Beim zweiten Mal ist alles leichter


Paul war 34, als seine erste Tochter geboren wurde. Er wurde Zeuge einer anstrengenden Hausgeburt. Die zweite Geburt ging um so leichter.



Die erste Geburt - Ich war dabei.

Es dauerte die ganze Nacht. Ich habe sie leiden sehen. Ich habe sie schreien hören. Ich habe sie erleichtert gesehen. Ein Kind war unterwegs. Unterwegs zu uns. Wir haben überlegt, gezweifelt, diskutiert. Wir haben uns gefreut. Wir wussten nicht, was kommt. Wir haben uns vorbereitet. Auf eine Hausgeburt. Doch bekommen hat sie das Kind. Ich war nur dabei. Ich konnte nicht viel tun. Nur dabei sein. Aber Dabeisein ist nicht alles. Es erfasste nur sie. Existentiell. Ich hatte Angst - um sie - um das Kind. Nur die Hebamme konnte wirklich helfen. Ich war nur dabei. Aber ich habe Hoffnung, Vorfreude, das letzte Aufbäumen und selige Erschöpfung mit durchlebt. Es begann am frühen Abend. Erst kamen die Wehen gut in Gang, waren laut Hebamme auch produktiv.

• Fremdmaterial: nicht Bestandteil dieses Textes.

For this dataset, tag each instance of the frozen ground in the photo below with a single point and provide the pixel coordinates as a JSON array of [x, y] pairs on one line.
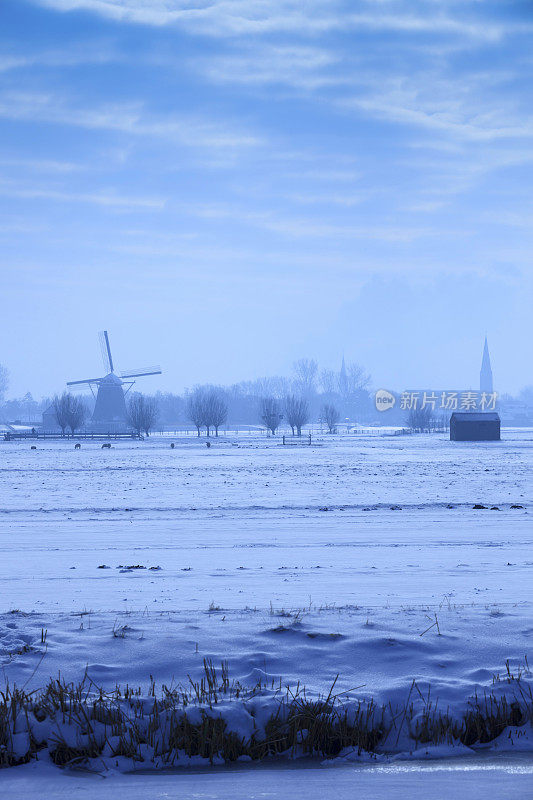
[[504, 778], [301, 562]]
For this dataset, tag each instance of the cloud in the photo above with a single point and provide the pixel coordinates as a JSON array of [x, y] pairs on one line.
[[99, 53], [106, 199], [130, 118], [243, 17]]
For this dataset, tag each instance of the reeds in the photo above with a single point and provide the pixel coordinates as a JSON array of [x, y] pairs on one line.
[[220, 720]]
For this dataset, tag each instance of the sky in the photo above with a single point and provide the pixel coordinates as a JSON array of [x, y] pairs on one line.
[[229, 185]]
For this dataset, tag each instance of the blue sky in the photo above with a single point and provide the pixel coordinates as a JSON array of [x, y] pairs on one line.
[[229, 185]]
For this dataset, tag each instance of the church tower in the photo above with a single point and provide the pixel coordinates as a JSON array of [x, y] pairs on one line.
[[343, 378], [485, 375]]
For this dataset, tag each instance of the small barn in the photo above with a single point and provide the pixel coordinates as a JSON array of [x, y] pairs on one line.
[[475, 427]]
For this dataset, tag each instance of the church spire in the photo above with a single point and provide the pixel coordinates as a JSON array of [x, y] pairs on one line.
[[343, 377], [485, 375]]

Dann ging irgendwann nichts mehr vorwärts. Die Wehen wurden schwächer. Sie sollte aus dem Bett, sich bewegen. Das war kaum möglich. Irgendwann kamen die Wehen zurück. Endlich ging es weiter. Es war schon weit nach Mitternacht, als die Hebamme den Frauenarzt rief. Sie durfte nicht nähen, falls es zu einem Dammriss kommen würde. Als der Arzt kam, waren die Wehen schwächer geworden, genauso wie sie, kaum mehr ansprechbar, in den Wehenpausen apathisch. Der Arzt trampelte auf die Matratze und presste mit aller Kraft sein Knie gegen ihren Bauch. Sie schrie. Wimmerte. Nichts bewegte sich. Was tun? Die Hebamme setzte ihr ein Ultimatum: "Wenn bis 5 Uhr nichts geschieht, müssen wir ins Krankenhaus!" Sie nahm alle Kraft zusammen. Bloß nicht ins Krankenhaus! Bei der Vorstellung, die Treppe hinab und ins Auto einsteigen zu müssen, schüttelte sie sich.

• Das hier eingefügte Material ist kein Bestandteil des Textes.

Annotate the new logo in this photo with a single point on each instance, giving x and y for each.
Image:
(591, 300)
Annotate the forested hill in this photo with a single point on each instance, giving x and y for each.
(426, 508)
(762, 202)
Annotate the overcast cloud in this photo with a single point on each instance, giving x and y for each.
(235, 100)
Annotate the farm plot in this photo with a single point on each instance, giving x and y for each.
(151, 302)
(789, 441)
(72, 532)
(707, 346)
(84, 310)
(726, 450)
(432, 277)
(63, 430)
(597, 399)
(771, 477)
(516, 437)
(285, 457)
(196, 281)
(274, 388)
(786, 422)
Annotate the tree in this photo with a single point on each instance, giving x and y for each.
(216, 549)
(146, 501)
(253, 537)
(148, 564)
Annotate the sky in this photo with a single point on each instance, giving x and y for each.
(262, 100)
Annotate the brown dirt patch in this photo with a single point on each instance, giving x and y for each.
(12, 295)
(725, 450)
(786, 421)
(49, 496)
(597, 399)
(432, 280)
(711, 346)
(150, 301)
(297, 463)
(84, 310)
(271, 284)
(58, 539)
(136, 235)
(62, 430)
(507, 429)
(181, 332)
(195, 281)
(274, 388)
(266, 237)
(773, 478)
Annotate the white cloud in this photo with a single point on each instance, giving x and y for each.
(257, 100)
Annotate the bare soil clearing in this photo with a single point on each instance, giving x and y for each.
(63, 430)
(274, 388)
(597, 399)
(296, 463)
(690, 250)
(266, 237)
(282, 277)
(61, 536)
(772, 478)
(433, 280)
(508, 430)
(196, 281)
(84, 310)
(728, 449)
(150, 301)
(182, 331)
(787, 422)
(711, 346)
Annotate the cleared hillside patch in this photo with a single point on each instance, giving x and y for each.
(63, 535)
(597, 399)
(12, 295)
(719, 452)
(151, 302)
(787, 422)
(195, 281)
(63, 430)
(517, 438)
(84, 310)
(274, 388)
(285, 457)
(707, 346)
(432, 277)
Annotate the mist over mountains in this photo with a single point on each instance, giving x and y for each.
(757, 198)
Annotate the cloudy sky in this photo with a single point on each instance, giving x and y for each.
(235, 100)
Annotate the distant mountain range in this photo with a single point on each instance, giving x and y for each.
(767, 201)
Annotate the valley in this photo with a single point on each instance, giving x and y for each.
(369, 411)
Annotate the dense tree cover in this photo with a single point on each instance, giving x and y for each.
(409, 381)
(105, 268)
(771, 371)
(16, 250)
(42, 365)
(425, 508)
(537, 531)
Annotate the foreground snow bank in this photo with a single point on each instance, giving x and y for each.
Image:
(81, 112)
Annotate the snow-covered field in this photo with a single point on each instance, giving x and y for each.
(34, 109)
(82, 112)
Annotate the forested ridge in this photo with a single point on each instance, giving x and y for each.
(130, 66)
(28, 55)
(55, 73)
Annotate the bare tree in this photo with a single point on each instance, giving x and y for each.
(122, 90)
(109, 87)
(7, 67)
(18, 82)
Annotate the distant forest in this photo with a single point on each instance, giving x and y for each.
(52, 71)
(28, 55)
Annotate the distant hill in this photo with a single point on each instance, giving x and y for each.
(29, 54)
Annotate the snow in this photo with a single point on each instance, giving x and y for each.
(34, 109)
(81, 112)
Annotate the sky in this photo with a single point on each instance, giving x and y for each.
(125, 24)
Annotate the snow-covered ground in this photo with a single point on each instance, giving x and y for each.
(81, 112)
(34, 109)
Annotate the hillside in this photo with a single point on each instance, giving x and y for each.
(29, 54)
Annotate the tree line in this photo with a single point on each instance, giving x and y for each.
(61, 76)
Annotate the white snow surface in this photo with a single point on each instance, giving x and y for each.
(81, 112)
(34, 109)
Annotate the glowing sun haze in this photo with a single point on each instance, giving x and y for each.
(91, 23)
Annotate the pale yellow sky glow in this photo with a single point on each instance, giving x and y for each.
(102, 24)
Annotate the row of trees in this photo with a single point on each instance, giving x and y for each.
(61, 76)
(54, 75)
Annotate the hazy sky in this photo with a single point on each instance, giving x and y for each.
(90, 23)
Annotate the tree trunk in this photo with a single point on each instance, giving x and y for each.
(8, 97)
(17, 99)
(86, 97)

Dann ging es plötzlich ganz schnell. Es war zehn nach fünf, als das Kind geboren wurde. Draußen zwitscherten die Vögel. Die Hebamme legte ihr das Neugeborene auf den Bauch. Beide waren völlig erschöpft. Regungslos. Die Hebamme forderte mich auf, meine Tochter zu berühren. Ich näherte mich vorsichtig. Als sich das Neugeborene auf einmal bewegte, meinte ich einen Augenblick, ein Monster zu berühren, so unglaublich fühlte sich das an. Fremd. Fast gespenstisch. Da wurde mir klar: neues Leben ist aus ihrem Bauch heraus gekommen. Es bewegt sich. Von selbst. Ein Lebewesen. Ein Mensch wie du und ich. Ein Mensch wie sie und ich.

Ein Wunder - und ich war dabei. Danke.